An ongoing malvertising campaign tracked as “Tag Barnakle” is now targeting mobile users, a researcher finds.
A security researcher Eliya Stein of Confiant estimated that Tag Barnakle has been linked to over 120 breaches of ad servers over the past year.
In this malvertising campaign, attackers inject malicious code into ad servers with the goal of serving fake ads that redirect users to rogue websites to target them with scams and malware.
Unlike other operators who try to buy space on legitimate websites for running the malicious ads, Tag Barnakle can “bypass this initial hurdle completely by going straight for the jugular — mass compromise of ad serving infrastructure,” said Stein in a Monday post.
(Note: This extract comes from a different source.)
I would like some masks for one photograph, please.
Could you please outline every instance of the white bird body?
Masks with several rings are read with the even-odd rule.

In April 2020, Confiant reported that the Tag Barnakle actors have compromised nearly 60 ad servers, most of the infections happened to an open-source advertising server Revive.
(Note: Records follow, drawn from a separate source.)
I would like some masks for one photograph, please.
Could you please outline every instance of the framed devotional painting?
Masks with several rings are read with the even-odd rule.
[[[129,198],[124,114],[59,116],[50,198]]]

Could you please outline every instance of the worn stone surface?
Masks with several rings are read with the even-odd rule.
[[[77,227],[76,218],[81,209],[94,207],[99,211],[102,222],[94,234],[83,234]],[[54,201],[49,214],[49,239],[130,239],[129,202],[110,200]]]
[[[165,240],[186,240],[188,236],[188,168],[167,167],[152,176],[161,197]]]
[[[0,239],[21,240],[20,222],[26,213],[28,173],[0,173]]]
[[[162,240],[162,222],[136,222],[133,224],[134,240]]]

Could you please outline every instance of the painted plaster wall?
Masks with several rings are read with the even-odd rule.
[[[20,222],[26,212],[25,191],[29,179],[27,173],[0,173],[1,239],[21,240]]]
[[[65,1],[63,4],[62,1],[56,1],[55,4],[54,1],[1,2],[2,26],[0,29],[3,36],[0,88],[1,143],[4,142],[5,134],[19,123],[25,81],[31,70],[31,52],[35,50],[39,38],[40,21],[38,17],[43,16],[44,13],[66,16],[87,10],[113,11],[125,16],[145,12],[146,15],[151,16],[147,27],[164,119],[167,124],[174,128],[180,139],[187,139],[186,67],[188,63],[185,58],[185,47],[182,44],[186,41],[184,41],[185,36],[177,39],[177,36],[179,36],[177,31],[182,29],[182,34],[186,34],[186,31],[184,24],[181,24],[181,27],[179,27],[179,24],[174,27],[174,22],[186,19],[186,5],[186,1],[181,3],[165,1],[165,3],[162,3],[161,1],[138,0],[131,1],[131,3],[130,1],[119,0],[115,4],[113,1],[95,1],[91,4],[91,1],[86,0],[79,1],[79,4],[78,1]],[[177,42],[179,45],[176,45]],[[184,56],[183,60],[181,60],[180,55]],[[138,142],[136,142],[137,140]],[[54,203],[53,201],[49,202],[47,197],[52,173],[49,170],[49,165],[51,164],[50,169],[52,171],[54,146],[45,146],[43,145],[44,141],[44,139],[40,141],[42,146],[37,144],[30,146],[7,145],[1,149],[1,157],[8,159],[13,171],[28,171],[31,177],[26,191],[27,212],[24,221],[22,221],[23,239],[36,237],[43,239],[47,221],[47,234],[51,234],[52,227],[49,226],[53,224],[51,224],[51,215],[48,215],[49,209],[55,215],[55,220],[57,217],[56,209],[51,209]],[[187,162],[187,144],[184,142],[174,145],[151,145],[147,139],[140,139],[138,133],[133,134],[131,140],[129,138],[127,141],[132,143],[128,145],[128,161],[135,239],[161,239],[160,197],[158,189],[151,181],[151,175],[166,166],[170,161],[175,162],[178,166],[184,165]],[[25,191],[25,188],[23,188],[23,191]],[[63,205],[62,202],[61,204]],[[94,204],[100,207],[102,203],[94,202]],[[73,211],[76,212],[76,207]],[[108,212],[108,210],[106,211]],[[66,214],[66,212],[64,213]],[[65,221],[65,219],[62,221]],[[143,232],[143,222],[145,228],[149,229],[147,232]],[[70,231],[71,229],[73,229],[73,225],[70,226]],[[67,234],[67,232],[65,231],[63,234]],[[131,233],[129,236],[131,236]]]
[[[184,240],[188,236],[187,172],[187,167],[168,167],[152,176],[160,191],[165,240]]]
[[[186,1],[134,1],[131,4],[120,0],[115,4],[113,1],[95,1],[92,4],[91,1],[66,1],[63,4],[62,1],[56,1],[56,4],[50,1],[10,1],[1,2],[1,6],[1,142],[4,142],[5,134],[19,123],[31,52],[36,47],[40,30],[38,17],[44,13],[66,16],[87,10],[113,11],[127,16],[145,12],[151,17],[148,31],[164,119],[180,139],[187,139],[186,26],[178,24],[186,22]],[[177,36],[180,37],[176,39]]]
In the latest round of attacks, the campaign operators have upgraded their tools to target mobile devices as well, the researcher believes.
“Tag Barnakle is now pushing mobile targeted campaigns, whereas last year they were happy to take on desktop traffic,” Stein said.
Since Revive is used by a big number of platforms and media companies, Confiant estimates Tag Barnakle has hit “tens if not hundreds of millions of devices.”
“This is a conservative estimate that takes into consideration the fact that they cookie their victims in order to reveal the payload with low frequency, likely to slow down detection of their presence,” Stein said.